From yourself: do not use the DNS from Google, as your actions are logged.
4. Flash
Of course, we include it, because we have nothing to fear and we can pay for goods from our account.In general, turn on the flash – do not arouse suspicion.
With flash, you need to be extremely careful, downloading flashplayer on your computer (using an anti-detection or RDP) is the same as deliberately launching a Trojan into the system. Don't forget about your OS language and timezone.
I recommend checking for leaks via flash on browserleaks.com
5. Tab history and refer
Used by antifraud to detect recently visited sites.
Here everything is simple no whoer and other sites that cause pale yellow.
We walk around Google and Facebook, imitating Michael's behavior.

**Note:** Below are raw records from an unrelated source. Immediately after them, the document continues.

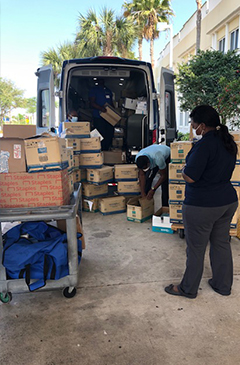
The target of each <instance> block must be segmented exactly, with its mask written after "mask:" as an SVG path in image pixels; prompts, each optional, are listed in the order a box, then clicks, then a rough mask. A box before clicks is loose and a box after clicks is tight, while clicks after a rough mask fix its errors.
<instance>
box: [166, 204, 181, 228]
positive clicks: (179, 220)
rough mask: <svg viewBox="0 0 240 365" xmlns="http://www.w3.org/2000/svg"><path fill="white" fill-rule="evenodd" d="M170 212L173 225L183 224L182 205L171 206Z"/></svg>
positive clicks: (170, 219) (170, 220)
mask: <svg viewBox="0 0 240 365" xmlns="http://www.w3.org/2000/svg"><path fill="white" fill-rule="evenodd" d="M169 211H170V222H171V223H180V224H182V223H183V220H182V219H183V218H182V204H181V205H177V204H176V205H175V204H170V205H169Z"/></svg>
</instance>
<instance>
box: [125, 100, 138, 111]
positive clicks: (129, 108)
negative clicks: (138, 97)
mask: <svg viewBox="0 0 240 365" xmlns="http://www.w3.org/2000/svg"><path fill="white" fill-rule="evenodd" d="M124 108H125V109H131V110H136V108H137V99H130V98H126V99H125V101H124Z"/></svg>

Refer-determines which site we came from, so we go from Google like all people.
6. Тab name
In short, using this parameter, antifraud sees all open tabs in your browser in real time.
7. Audio Fingerprint
https://audiofingerprint.openwpm.com/ - test
I checked on the main OS and on a virtual machine with anti-detection – the fingerprints are the same.I haven't tested it on Dedik yet, so check it on dedik and unsubscribe.

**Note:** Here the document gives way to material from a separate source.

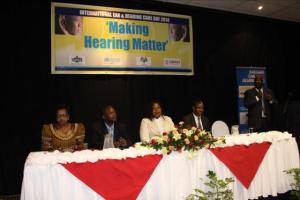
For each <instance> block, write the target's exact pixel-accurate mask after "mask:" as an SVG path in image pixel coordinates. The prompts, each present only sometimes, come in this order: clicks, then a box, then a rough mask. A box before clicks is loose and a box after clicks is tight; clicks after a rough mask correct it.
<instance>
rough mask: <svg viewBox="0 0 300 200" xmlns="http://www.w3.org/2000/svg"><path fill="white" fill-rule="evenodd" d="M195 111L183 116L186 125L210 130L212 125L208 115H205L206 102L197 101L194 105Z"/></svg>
mask: <svg viewBox="0 0 300 200" xmlns="http://www.w3.org/2000/svg"><path fill="white" fill-rule="evenodd" d="M192 109H193V112H192V113H191V114H188V115H186V116H185V117H183V122H184V126H185V127H186V128H191V127H196V128H199V129H201V130H206V131H208V130H210V125H209V121H208V118H207V117H204V116H203V113H204V103H203V102H202V101H200V100H199V101H195V102H194V105H193V107H192Z"/></svg>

An audio fingerprint can really hurt you in 2 cases:
1) Deanonymization.Let's say that you go to the site of a software company and they take an audio fingerprint from you.Then, after a successful case, you turn off the virtual machine and go to youtube or Google ,even worse if in social networks and all these sites you also have an audio fingerprint.Deanonymization will roughly look like this: "20: 00 fingerprint 2a3b4c5e entered the user account under the ip 192.168.0.1, 20: 30 fingerprint 2a3b4c5e entered youtube under the ip 192.168.1.100 (The ip from which you came to youtube).
2) PP or other sites can use this fingerprint to see that you have already visited them.

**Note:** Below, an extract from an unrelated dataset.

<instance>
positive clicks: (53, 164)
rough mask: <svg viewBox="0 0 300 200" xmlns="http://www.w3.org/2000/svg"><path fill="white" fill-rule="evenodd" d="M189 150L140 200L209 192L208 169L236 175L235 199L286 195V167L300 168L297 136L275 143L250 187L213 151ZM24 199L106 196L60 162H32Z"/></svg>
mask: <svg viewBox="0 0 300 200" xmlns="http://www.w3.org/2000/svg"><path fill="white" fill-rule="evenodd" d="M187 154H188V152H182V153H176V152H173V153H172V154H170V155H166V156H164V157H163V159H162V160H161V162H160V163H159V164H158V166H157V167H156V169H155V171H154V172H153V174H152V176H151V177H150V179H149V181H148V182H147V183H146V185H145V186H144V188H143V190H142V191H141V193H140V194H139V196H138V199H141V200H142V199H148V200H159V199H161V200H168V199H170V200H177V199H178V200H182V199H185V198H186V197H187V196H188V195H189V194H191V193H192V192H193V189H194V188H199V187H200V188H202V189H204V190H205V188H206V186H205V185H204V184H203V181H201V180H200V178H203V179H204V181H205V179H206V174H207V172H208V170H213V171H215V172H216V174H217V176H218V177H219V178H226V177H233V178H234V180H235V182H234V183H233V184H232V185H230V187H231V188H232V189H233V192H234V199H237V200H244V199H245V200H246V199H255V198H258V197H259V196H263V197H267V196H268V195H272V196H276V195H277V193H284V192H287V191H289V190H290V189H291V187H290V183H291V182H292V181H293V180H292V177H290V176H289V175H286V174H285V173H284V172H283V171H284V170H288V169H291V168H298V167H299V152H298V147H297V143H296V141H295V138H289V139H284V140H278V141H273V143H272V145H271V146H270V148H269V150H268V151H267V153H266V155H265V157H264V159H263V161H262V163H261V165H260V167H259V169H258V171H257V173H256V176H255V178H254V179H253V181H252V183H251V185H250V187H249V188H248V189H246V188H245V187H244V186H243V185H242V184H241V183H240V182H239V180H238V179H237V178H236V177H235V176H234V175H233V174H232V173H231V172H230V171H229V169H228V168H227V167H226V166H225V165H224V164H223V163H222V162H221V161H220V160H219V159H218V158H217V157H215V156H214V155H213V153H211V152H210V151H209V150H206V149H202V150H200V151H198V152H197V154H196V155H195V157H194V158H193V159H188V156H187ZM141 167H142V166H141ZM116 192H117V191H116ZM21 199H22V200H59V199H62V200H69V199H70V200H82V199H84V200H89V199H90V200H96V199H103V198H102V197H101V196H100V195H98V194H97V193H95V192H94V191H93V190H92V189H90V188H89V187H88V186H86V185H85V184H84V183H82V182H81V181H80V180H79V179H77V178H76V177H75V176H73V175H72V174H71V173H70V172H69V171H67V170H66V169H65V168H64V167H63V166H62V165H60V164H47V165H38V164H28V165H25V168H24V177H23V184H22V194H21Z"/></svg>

Solution: watch the latest Vector webinar on substituting this parameter.
8. Uptime and Os fingerprint
Uptime is the time that your vpn, socks, or tunnel is online.
Agree that it is strange that Michael's computer has been working without rebooting for half a year.
Solution: go to the tunnel console and write reboot.
OS fingerprint-in simple language, each OS has different packages. That is, when you use a tunnel on top of Windows, it turns out that the packages you have are from Linux and the user is a Windows agent
Solution: use RDP or raise the openvpn server on the tunnel and add the mssfix 0 line to the server and client configuration. There is a simpler solution to this problem, but it is still at the testing stage.